Jim McManus, Positively Fifth Street: Murderers, Cheetahs, and Binion's World Series of Poker (Farrar, Strauss, and Giroux, 2003)

Jim McManus made the final table at the World Series of Poker.

That alone should make any poker player want to pick this book up and read it immediately. It gets better when you realize that McManus went in as the rankest of rank amateurs, the guy whose previous poker career revolved around the $3-$6 Hold 'em game at the local VFW. Yes, folks, Jim McManus is living proof that anyone CAN do it. And, as This American Life host Ira Glass says on the back cover, the poker writing to be found here really is some of the best sports writing you are likely to ever see; McManus' descriptions are easily the equal of Laura Hillenbrand's race descriptions in Seabiscuit (and this is high praise indeed). Its when McManus gets off the subject of poker that things tend to go downhill.

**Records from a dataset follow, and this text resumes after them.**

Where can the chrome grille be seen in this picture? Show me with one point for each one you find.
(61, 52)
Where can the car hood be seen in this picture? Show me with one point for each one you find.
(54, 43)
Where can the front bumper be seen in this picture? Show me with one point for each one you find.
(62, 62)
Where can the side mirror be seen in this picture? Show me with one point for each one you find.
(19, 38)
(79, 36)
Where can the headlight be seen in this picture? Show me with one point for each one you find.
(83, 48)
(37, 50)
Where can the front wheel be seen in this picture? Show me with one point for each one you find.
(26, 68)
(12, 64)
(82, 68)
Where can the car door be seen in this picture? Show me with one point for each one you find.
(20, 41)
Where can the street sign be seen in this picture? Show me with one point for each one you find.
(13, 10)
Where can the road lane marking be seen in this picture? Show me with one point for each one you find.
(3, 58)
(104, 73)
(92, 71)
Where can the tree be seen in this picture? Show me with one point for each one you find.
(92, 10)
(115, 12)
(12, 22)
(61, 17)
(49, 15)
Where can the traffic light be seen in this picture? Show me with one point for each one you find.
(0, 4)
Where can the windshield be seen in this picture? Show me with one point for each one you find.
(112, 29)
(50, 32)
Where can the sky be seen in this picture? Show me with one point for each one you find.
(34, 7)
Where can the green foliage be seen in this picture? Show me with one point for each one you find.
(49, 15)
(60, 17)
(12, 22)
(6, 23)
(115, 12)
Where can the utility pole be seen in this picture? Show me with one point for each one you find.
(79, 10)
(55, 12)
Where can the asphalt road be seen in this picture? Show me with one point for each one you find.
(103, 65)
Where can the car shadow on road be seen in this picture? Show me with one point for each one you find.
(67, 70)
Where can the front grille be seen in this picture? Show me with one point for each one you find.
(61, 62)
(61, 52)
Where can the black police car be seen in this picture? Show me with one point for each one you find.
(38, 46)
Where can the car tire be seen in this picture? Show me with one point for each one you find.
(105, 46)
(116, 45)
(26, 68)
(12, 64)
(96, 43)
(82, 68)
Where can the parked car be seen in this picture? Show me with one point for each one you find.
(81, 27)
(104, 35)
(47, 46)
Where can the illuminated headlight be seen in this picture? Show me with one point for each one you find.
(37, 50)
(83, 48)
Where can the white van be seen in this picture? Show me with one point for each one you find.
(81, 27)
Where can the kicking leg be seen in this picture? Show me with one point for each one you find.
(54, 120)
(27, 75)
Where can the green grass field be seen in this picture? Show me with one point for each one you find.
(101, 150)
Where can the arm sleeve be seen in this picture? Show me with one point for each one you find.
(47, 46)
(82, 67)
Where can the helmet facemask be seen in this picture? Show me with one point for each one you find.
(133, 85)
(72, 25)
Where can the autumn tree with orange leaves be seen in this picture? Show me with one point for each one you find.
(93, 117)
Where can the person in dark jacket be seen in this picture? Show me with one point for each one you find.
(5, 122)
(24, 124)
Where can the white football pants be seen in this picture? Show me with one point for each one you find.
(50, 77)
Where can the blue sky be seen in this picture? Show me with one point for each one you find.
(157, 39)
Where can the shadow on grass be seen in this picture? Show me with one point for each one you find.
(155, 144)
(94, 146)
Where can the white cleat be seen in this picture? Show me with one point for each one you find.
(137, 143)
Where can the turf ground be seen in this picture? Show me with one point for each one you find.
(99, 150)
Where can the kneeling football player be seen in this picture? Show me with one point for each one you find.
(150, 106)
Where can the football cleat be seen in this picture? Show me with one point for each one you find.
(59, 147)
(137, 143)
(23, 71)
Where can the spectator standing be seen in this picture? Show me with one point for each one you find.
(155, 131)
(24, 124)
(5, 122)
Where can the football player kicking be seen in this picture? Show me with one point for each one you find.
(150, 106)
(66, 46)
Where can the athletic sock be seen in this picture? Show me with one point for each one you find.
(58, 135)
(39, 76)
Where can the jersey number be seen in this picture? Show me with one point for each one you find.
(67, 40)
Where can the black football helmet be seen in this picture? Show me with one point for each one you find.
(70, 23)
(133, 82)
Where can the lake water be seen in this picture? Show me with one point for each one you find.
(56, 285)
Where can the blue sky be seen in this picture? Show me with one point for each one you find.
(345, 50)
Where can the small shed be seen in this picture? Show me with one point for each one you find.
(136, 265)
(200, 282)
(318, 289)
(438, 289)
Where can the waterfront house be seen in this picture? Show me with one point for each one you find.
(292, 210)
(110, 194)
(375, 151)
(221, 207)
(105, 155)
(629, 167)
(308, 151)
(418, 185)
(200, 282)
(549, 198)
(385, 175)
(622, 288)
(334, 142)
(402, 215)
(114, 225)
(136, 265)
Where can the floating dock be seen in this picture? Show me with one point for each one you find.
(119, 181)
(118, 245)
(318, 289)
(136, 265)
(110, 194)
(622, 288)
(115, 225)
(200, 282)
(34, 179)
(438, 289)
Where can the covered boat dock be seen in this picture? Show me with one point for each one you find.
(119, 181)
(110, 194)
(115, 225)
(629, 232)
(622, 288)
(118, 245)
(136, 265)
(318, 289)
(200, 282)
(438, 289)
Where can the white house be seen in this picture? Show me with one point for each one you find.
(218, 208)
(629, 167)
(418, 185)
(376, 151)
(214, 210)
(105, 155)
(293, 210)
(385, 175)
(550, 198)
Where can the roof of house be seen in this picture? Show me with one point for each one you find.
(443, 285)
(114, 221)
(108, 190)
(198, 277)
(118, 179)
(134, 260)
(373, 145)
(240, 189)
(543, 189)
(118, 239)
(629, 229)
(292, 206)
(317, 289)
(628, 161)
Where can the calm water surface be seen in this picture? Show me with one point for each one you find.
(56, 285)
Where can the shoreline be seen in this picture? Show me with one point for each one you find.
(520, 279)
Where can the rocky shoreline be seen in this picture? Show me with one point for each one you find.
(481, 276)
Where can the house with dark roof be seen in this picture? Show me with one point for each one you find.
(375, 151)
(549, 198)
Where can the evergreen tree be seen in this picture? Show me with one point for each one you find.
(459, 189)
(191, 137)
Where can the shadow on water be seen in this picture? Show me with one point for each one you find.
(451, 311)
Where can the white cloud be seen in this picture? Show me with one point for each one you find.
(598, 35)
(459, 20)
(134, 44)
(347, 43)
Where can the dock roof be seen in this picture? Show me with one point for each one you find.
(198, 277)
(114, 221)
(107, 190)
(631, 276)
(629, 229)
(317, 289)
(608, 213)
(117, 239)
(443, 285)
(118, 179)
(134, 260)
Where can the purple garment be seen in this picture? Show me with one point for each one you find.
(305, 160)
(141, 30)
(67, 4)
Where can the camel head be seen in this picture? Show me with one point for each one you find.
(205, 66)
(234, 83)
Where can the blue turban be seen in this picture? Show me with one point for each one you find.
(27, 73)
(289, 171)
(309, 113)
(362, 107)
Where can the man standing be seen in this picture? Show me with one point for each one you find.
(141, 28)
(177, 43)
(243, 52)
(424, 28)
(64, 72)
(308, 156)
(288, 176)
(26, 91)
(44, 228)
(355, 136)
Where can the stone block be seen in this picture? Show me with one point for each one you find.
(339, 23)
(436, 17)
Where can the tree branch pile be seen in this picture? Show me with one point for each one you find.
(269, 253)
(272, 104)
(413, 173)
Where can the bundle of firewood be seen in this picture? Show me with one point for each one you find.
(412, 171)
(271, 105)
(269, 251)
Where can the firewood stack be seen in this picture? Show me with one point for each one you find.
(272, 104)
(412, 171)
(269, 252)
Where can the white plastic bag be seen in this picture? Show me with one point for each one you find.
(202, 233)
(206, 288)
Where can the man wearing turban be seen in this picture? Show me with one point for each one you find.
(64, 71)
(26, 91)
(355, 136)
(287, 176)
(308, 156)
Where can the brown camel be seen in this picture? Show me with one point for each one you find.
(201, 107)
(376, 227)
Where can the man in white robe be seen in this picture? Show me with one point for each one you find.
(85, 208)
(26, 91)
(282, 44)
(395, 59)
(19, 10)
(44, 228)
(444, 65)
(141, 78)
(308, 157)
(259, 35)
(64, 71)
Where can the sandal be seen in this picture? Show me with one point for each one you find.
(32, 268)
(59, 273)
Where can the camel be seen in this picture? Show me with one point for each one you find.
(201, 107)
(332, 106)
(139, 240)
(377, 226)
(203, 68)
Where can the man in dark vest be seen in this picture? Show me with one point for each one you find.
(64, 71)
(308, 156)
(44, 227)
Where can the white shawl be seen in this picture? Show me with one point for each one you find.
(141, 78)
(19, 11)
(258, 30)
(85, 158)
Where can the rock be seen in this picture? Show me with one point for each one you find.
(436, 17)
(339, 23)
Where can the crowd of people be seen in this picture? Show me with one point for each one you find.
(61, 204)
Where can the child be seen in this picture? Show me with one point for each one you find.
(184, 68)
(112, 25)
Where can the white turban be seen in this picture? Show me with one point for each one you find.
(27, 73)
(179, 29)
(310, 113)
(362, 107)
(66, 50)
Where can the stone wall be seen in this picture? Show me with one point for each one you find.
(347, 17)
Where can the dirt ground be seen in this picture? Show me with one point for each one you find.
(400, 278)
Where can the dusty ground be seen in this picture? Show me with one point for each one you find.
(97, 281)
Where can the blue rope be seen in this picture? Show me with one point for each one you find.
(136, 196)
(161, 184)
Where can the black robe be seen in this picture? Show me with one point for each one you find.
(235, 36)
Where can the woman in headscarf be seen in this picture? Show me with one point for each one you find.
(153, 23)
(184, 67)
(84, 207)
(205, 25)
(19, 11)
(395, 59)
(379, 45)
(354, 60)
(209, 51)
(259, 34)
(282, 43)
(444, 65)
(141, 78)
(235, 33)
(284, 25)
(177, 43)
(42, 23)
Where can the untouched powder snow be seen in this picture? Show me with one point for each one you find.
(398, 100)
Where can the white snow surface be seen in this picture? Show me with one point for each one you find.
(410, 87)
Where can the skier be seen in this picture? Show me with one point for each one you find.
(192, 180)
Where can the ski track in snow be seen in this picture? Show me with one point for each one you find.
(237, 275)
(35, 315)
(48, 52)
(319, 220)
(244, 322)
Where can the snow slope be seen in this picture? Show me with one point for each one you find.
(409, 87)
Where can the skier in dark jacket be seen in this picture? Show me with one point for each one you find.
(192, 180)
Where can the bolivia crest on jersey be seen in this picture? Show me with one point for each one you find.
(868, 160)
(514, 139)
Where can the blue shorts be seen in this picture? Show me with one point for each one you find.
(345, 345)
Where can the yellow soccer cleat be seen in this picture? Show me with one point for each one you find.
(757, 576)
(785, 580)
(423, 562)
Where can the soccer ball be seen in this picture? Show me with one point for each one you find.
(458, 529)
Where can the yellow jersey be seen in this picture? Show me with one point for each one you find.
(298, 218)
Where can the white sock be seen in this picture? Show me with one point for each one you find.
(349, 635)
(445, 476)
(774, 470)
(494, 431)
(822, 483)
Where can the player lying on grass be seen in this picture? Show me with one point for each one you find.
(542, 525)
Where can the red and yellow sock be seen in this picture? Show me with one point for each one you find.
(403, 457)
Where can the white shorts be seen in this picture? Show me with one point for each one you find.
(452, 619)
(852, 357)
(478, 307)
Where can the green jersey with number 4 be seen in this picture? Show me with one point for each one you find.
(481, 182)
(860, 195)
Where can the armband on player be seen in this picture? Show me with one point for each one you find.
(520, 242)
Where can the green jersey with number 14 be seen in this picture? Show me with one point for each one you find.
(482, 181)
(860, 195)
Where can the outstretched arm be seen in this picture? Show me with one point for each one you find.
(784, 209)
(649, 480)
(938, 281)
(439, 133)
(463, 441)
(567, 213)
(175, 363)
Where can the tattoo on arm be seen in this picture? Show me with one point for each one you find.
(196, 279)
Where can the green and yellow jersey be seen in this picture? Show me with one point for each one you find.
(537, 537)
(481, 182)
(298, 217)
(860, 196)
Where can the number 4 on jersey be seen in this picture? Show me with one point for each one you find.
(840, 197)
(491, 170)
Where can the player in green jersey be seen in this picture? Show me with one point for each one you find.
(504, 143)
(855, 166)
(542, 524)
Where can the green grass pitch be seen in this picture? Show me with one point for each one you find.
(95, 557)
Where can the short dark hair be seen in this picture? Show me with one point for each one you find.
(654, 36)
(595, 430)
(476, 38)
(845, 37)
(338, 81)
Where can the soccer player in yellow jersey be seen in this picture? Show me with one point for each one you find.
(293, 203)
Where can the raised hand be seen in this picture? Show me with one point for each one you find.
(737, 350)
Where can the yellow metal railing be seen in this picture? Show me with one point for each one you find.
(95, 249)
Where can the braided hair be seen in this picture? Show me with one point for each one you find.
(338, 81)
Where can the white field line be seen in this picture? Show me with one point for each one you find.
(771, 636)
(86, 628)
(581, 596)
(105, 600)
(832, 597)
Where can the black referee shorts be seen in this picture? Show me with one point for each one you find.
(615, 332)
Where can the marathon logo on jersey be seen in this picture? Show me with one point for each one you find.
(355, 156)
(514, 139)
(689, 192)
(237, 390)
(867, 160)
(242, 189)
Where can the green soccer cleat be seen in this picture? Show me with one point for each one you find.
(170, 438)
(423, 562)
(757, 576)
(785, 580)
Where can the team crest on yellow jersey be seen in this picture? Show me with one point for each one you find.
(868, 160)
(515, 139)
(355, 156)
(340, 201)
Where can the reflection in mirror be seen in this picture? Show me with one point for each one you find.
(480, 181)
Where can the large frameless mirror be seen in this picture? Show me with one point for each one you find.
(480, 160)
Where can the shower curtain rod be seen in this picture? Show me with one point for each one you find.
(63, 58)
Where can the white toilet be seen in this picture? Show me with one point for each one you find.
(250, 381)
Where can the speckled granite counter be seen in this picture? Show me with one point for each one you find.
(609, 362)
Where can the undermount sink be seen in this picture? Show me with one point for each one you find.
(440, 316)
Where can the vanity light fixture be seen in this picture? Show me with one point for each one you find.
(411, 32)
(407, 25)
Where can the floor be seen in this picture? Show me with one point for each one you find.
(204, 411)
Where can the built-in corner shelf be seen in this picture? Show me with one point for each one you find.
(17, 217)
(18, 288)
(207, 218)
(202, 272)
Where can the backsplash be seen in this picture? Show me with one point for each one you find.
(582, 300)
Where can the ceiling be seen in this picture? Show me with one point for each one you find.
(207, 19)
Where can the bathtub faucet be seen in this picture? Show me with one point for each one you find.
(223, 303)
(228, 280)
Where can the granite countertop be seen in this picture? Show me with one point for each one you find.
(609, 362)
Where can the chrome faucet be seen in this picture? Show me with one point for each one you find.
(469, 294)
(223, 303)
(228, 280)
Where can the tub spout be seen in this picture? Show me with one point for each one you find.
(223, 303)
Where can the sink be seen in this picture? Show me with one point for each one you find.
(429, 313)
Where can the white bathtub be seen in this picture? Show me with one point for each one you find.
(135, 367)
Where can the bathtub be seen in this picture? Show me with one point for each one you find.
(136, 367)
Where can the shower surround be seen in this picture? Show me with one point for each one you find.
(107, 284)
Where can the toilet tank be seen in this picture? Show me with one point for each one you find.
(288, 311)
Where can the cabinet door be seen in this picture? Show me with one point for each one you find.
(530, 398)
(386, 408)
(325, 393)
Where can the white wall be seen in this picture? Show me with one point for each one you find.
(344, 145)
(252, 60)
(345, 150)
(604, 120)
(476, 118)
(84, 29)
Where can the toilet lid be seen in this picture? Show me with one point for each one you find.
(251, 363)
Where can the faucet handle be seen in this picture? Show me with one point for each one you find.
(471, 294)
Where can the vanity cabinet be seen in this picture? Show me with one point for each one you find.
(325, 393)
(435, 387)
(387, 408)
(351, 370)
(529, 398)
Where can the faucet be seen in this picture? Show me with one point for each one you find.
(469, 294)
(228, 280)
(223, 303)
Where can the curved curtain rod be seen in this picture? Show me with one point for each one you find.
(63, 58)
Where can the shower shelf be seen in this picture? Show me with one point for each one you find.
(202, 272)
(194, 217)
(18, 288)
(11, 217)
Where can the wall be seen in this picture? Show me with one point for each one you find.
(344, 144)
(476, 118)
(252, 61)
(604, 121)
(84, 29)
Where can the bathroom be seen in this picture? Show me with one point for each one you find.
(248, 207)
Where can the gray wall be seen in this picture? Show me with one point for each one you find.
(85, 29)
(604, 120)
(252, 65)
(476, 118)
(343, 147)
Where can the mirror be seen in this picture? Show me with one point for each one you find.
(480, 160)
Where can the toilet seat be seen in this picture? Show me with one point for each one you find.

Unfortunately, this happens often. McManus was in Vegas for the purpose of covering the Murphy/Tabish trial (Murphy and Tabish were accused of murdering Ted Binion, wayward son of the owner of the casino where the World Series of Poker is held*), and much of the book details McManus' attempts to get at the meat of the psyches of Binion, Murphy, and Tabish, in order to write the article. Despite the tenuous connections McManus makes between murder and poker towards the end of the book, these are two separate pieces, and should have been treated as such.

Worth reading for the cards. Skim the rest. ***

* For the sticklers in the audience: yes, "is" is the correct tense. Binion's reopened on April 1, 2004.